For the first time in recent memory, the Cable & Telecommunications Association for Marketing will moderate a panel at the joint meeting of the National Cable Television Cooperative, a buying co-op, and the American Cable Association, a lobbying group. The NCTC and ACA both represent small and medium-sized cable companies.
A second panel at the confab in Chicago will focus on the so-called quad play — video, voice, high-speed access and wireless phone.
That session will examine the Sprint Nextel Corp. joint venture with Comcast Corp., Time Warner Cable, Cox Communications Inc. and Advance/Newhouse Communications — as well as what the prospects are for smaller cable operators to participate in that deal, or if they should instead consider reselling cellular-phone service on their own.
“If this Sprint joint venture is a viable option for our guys, we want to know that,” said NCTC president Jeff Abbas, whose co-op represents cable systems with 8 million subscribers. “If it’s not, we want to know that, too, because our guys are going to get in the wireless space.”
These panels reflect Abbas’s stamp on The Independent Show, the moniker for the joint NCTC-ACA meeting.
Abbas, as the eight-month-long president of the NCTC, has been trying to build better relationships between his members — which range from rural mom-and-pop companies to Cable One Inc. — and the rest of the cable industry.

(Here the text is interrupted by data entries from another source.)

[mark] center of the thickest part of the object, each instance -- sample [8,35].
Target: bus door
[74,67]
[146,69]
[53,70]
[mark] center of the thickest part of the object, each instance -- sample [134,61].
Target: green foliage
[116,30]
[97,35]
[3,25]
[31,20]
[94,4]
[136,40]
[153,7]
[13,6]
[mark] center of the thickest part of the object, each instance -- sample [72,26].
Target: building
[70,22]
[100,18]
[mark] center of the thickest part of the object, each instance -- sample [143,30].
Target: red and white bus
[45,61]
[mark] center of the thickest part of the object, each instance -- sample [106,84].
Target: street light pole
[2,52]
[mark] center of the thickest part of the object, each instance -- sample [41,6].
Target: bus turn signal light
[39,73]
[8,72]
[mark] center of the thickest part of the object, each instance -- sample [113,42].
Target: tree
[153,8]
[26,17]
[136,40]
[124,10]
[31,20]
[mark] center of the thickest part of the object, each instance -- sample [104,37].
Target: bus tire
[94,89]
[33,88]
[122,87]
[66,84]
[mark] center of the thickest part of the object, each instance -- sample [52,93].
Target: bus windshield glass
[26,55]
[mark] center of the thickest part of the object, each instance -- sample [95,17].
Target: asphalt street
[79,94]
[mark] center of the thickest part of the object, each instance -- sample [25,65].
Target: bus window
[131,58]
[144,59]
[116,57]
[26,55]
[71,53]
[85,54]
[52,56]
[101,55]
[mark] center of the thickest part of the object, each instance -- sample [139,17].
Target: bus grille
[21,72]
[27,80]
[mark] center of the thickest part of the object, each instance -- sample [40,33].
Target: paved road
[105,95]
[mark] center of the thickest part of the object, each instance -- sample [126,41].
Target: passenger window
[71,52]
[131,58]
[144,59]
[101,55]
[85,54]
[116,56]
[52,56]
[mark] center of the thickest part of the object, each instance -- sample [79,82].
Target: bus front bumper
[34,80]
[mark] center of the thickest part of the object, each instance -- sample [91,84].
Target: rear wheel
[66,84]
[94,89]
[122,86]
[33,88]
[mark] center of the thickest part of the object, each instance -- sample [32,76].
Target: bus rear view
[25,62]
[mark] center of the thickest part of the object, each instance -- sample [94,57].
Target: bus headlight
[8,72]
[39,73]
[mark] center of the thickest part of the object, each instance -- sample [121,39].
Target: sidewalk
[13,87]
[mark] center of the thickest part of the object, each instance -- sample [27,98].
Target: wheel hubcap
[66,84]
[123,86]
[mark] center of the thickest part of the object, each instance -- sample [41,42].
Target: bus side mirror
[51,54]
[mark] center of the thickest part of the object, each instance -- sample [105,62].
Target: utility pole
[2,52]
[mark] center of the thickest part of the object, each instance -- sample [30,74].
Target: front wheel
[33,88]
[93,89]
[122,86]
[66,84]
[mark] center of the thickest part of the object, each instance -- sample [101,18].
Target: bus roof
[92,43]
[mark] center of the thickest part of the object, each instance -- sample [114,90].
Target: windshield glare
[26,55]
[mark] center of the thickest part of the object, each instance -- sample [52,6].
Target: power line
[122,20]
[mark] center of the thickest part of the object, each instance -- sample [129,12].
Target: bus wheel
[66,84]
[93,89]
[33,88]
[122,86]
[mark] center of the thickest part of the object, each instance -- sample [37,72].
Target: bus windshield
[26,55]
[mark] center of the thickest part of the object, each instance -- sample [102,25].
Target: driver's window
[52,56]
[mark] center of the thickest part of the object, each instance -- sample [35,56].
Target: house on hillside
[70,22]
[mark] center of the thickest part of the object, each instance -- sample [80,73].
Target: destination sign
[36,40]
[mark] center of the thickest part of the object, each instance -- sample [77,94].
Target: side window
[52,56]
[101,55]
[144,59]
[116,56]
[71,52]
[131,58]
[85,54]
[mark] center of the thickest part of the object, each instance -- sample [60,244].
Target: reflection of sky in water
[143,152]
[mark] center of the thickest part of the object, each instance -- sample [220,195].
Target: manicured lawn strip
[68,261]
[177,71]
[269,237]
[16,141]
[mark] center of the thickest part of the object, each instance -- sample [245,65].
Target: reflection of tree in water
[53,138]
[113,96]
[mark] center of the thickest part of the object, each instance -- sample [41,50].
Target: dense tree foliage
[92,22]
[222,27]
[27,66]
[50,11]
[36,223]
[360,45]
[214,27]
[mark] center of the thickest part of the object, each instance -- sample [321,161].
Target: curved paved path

“We’re looking to forge better connections with all of the industry entities and harness everybody’s thoughts about how you harness this transformation,” Abbas said, referring to the evolution of cable operators — including his small members — from video providers to full-service telecommunications companies.
“Our role is to help them manage that transition,” he said.
Like large MSOs, smaller cable companies believe they can better compete against direct-broadcast satellite by offering a package of services, not just video but voice, broadband and even cellular phone service.
The NCTC and ACA since 2001 have been holding joint annual meetings. This year’s event, rebranded as the Independent Show, kicks off with a Sunday dinner July 30, with panels and sessions July 31 to Aug. 2.
In the past, the ACA sponsored the opening welcome dinner and conducted its show sessions totally separate from the NCTC’s. This year, the welcome dinner is being held by both groups, and ACA and NCTC panels are sprinkled throughout the four-day show.
“The biggest change to the face of the show, the appearance of the show, is that it really is much more integrated with the ACA,” Abbas said.
ACA president Matt Polka agreed that fully combining both meetings allows for more integration of the topics of politics, his forte, and business, the NCTC’s bailiwick. Retransmission consent, for example, is one issue that has political and business implications.
“Business is politics and politics is business,” Polka said. “In virtually any aspect of what I do, three’s a business context. And in virtually everything that Jeff does, there’s a political context.”
Abbas, who has spent the past four months traveling across the country and visiting 40 of his members, has made it his mission to make overtures to fellow cable organizations — not only CTAM, but such others as the National Cable & Telecommunications Association.
He’s enthusiastic about CTAM president Char Beales coming to the Independent Show to lead a panel on effective marketing for smaller cable systems in rural markets.
“I’m just thrilled that Char is going to come out and spend some time with us,” Abbas said, adding that he expects her to tailor her observations to his members.
“Having Manhattan to amortize a marketing decision would be a wonderful thing, and our guys don’t have [that],” he said. “Char has to push her thinking down to the lowest practical denominator.”
As far as the quad-play panel at the show, 20 to 30 of the NCTC’s members are already offering wireless phone service, according to Abbas. He has talked to some of the cable-operator participants in the Sprint Nextel wireless consortium to get a read about whether his members will be able to jump on that deal.
“Clearly they want to welcome us to the party, to have us get a place in line,” Abbas said. “But the flip of that is they don’t know whether that line … [means waiting] six months long or two years long before they work through all of their own operational integration-type questions.”
Ultimately, according to Abbas, NCTC members “may think that joint venture is the right vehicle for them, or they might think that the time horizon is too long or too uncertain, that they may want to do something on a reseller basis, even if it’s on a short-term basis, to get some experience in the product bundle.
But they want to know what their options are so they can make an informed decision.”